News Brief
New AIA Contracts Reinforce Sustainability Plans

This diagram shows the various AIA agreements in a design-bid-build project where a Sustainable Projects Exhibit is used (here the E204). Each party has the exhibit attached to their contract, and the sustainability consultant is brought in through the new scope of services agreement (C204).
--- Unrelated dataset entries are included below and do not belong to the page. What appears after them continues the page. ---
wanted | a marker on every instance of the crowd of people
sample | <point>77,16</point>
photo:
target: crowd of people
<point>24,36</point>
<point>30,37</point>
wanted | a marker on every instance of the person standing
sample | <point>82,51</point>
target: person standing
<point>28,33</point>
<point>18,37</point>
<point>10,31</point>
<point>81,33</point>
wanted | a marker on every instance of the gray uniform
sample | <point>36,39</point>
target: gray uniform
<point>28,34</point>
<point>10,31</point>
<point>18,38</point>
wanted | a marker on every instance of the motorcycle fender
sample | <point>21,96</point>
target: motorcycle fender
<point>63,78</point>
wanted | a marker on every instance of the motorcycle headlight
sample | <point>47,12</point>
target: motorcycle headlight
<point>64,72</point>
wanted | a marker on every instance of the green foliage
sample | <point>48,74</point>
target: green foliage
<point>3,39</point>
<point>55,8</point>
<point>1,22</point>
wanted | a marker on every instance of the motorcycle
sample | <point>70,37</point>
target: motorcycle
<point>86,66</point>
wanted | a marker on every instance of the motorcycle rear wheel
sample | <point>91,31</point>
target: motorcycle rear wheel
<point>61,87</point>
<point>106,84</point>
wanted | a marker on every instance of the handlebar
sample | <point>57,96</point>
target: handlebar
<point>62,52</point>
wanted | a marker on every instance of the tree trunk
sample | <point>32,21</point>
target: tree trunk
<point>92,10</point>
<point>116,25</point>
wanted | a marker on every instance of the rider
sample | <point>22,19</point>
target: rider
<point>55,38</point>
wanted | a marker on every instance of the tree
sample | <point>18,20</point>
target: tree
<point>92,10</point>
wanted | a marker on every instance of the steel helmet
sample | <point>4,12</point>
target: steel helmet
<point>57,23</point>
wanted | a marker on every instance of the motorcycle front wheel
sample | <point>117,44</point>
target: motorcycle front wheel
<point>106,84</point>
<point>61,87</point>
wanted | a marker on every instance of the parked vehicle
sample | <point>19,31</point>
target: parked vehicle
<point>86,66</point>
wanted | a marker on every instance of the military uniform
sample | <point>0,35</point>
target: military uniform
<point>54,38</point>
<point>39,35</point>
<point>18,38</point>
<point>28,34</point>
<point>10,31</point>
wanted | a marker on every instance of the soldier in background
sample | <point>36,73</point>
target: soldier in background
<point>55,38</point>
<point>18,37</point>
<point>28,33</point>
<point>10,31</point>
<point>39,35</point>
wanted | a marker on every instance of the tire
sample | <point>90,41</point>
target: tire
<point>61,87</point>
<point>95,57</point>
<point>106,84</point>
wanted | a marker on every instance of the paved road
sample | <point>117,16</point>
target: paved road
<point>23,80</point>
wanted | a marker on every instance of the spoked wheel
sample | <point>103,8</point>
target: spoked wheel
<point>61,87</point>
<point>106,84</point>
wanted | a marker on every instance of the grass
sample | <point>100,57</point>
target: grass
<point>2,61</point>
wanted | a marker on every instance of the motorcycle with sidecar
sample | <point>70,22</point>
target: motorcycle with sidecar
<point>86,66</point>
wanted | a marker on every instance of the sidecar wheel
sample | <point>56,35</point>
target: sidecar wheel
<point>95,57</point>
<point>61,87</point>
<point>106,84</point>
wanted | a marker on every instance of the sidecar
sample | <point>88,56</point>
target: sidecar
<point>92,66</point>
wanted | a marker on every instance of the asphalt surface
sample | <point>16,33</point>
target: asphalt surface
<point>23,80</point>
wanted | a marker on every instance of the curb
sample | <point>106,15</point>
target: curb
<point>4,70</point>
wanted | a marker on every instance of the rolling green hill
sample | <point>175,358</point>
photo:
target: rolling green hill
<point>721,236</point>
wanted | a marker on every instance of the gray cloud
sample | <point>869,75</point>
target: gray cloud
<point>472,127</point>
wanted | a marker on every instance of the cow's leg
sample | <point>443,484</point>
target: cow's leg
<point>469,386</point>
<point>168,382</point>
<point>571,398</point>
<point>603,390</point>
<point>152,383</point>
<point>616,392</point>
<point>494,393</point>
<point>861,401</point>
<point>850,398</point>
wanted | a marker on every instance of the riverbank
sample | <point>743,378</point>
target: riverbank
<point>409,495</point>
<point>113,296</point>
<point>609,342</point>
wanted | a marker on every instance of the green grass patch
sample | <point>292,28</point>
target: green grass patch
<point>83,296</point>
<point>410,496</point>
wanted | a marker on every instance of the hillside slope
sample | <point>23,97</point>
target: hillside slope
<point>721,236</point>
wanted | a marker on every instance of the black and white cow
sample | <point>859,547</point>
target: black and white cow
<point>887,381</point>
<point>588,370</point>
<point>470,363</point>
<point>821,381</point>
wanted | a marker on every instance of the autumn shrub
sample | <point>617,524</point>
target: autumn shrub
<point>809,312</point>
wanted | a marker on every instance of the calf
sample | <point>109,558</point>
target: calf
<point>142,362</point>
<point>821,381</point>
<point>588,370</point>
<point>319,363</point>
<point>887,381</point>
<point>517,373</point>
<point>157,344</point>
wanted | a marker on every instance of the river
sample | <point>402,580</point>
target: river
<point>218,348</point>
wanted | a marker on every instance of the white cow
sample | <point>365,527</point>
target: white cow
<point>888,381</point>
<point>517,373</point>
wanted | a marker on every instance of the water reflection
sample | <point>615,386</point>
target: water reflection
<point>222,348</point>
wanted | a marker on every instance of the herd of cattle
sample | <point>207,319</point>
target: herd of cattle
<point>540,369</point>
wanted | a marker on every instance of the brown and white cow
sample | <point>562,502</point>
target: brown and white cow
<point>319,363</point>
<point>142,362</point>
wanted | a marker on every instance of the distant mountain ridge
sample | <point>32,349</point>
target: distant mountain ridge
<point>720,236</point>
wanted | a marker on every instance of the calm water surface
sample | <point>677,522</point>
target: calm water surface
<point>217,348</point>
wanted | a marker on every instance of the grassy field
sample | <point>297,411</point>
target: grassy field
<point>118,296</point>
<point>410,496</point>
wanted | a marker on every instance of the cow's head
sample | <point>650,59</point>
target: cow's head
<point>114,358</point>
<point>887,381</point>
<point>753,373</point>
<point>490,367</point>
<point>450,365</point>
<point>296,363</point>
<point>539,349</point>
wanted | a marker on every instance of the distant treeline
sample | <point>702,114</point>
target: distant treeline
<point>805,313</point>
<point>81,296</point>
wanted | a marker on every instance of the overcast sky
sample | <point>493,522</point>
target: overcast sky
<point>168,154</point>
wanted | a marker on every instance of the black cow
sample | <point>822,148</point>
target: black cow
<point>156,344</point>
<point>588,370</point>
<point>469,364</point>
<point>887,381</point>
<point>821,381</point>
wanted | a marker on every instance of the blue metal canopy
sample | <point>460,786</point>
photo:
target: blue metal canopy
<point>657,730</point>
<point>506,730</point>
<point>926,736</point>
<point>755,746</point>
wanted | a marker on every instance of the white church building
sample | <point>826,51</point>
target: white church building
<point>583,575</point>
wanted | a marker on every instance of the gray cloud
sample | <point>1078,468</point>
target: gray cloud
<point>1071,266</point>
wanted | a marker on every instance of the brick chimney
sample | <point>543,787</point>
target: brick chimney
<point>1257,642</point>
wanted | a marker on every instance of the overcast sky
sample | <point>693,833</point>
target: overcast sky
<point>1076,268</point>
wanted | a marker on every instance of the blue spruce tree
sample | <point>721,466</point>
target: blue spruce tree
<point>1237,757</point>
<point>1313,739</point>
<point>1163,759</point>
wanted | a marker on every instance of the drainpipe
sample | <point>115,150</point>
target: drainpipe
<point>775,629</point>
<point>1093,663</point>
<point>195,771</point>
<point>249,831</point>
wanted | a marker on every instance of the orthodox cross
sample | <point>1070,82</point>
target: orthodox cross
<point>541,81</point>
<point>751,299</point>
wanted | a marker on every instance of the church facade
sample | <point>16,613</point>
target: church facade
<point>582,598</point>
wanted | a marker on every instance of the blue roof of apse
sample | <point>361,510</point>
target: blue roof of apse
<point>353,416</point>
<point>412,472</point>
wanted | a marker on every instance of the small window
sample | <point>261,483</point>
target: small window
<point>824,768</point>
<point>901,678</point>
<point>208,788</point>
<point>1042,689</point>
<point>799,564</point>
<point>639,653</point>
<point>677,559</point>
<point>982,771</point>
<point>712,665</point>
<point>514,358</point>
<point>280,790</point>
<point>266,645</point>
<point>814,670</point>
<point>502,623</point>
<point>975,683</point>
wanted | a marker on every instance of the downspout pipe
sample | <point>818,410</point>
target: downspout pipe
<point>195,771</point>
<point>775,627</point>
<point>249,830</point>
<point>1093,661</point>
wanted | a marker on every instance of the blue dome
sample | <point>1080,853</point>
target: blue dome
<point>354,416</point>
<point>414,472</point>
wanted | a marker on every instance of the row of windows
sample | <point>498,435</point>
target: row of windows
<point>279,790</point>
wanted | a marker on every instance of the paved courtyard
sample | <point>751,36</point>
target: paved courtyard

Image: American Institute of ArchitectsPreviously, the Guide for Sustainable Projects contained model language designed to be pulled into other contracts. But the provisions still needed to be modified based on whether the project was a typical design-bid-build or alternative delivery model and coordinated with any sustainability provisions already in the base agreement. Now, there’s a consolidated Sustainable Projects Exhibit for each kind of delivery model (A141-2014 Exhibit C, E204-2017, E234-2019, and E235-2019, respectively) and each requires the creation of a “sustainability plan.” As a result, the Guide for Sustainable Projects’ main purpose has become describing various approaches to sustainability and demonstrating how these approaches might translate into a sustainability plan for the Sustainable Project Exhibit.
The Guide for Sustainable Projects begins by highlighting the Committee on the Environment (COTE) Top Ten Measures (now dubbed the Framework for Design Excellence by AIA) and provides high-level overviews of concepts like material transparency and resilience. Then it lists many of the major rating and certification systems and jurisdictional requirements that a sustainable project might be engaging with, including ASHRAE Standard 209 for whole-building energy simulations. Sample sustainability plans are provided for LEED, WELL, and the International Green Construction Code.
If most of the responsibilities for sustainability have been designated to a consultant, that’s where the new Sustainability Consultant Scope of Services comes in handy. For design-bid-build projects where the owner has executed a Sustainable Project Exhibit with the architect and the architect in turn hires a sustainability consultant, this agreement defines the consultant’s scope and relieves the architect of certain responsibilities. For example, the consultant takes over developing the sustainability plan, reviewing submittals for compliance with a sustainability certification, and paying the certification fees.
AIA’s efforts to streamline contracting for sustainable projects and make these provisions available across all project types follows on the heels of the “Big Move” announced in 2019.